MOGvision

Object classification and semantic segmentation of 3D models are foundations of numerous computer vision applications like autonomous driving and robot manipulation. Thus far, a considerable number of convolutional neural networks (CNNs) have been developed for such tasks and in most cases they yield promising results, especially when the distributions of test and train datasets are similar. However, 3D models in the real world contain out-of-distribution samples, different samplings, noise and distortions that significantly influence their performance. Figure 1 shows a few examples of wrong classification in the presence of noise.

**Figure 1**. Classification results of most existing networks highly depend on the distribution of training and test data. A partial change in the distribution of test data by adding Gaussian noise N(0,0.02) leads to misclassification.

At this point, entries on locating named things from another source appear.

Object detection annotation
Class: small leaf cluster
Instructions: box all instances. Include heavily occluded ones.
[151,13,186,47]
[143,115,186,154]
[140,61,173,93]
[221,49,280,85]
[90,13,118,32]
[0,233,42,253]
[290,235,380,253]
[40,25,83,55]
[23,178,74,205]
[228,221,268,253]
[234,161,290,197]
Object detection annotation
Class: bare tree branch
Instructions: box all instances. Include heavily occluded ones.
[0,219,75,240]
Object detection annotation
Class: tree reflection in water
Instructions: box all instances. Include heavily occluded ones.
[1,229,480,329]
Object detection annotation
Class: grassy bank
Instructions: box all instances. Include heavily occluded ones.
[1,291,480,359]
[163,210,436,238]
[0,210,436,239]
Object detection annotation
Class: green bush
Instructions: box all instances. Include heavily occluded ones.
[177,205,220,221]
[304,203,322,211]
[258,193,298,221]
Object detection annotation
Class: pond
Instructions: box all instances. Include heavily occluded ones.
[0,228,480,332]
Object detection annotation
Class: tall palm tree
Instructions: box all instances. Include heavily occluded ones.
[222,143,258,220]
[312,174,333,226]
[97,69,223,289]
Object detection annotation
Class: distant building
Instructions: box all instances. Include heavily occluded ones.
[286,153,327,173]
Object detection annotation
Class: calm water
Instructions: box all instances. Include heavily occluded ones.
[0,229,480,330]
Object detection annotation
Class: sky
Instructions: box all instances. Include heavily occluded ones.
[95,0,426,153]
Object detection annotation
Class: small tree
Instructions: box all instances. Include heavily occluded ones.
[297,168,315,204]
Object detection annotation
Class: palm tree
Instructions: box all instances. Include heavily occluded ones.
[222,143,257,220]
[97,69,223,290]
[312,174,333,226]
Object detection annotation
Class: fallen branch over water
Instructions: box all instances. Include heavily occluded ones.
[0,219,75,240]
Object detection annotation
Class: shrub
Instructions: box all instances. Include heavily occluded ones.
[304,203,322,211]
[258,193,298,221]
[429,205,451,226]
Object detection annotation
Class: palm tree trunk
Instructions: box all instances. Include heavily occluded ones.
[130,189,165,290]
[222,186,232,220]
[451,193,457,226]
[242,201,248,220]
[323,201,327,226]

In this study, we propose a smart yet simple deep network for analysis of 3D models using the interesting ‘orderly disorder’ theory. Orderly disorder is a way of describing the complex structure of disorders within complex systems. Our method extracts the deep patterns inside a 3D object via creating a dynamic link to seek the most stable patterns and at once, throws away the unstable ones. Patterns are more robust to changes in data distribution, especially those that appear in the top layers. Features are extracted via an innovative cloning decomposition technique and then linked to each other to form stable complex patterns. Our model alleviates the vanishing-gradient problem, strengthens dynamic link propagation and substantially reduces the number of parameters.

Orderly Disorder Theory

The orderly disorder theory was introduced in physics and it refers to a way of describing the complex structure of disorders within complex systems. Unpredictable disorders could occur just under external disturbances not because of internal reasons. Ordered/predictable disorders may not be seen by human vision and this increases the ambiguity between the predictable and unpredictable disorders. However, the entropy metric could give us the degree of chaos inside a complex structure. Chaos theory has been well studied in mathematics, behavioral science, management, sociology etc. With the success of CNNs in solving high-order problems, this study aims at deeply analyzing the links between points in the given point cloud.

The Proposed Pattern-Net

We claim that the classification score of a 3D object must not be varied under changes in the density and distribution of points if the number of points is sufficiently large, i.e. \[\ \Gamma_{[p_1,...,p_N]} = \Gamma_{[p_1,...,p_M]}\qquad if \qquad N < M\ \&\ N\gg1,\] where

\(P=\{p_m\in\mathbb{R}^d, m=1,...,M\}\): input point cloud
\(\Gamma_c=\{\gamma_c\in\mathbb{R}, c=1,...,C\}\): classification labels with C classes
\(M\): total number of 3D points

One possible solution to the above equation is to decompose the input point cloud into 'L' levels via a random down-sampling operator in such a way that all L point subsets are completely different while their overall schemes/abstracts are similar to each other. Under these conditions, the equation above is asserted. If we apply a random down-sampling operator to point cloud 'P' that provides

i- \(\ P{\{l\}} \cap P\{j\} = \emptyset \quad \forall \,l,j \in \{1,...,L\}\ \&\ l\neq j,\)
ii-\(\ \bigcup^L_{l=1}P{\{l\}} = P\)
iii-\(\ H(P{\{l\}}) \simeq H(P{\{j\}}) \quad \quad \forall\, l,j \in \{1,...,L\}\ \&\ l\neq j\)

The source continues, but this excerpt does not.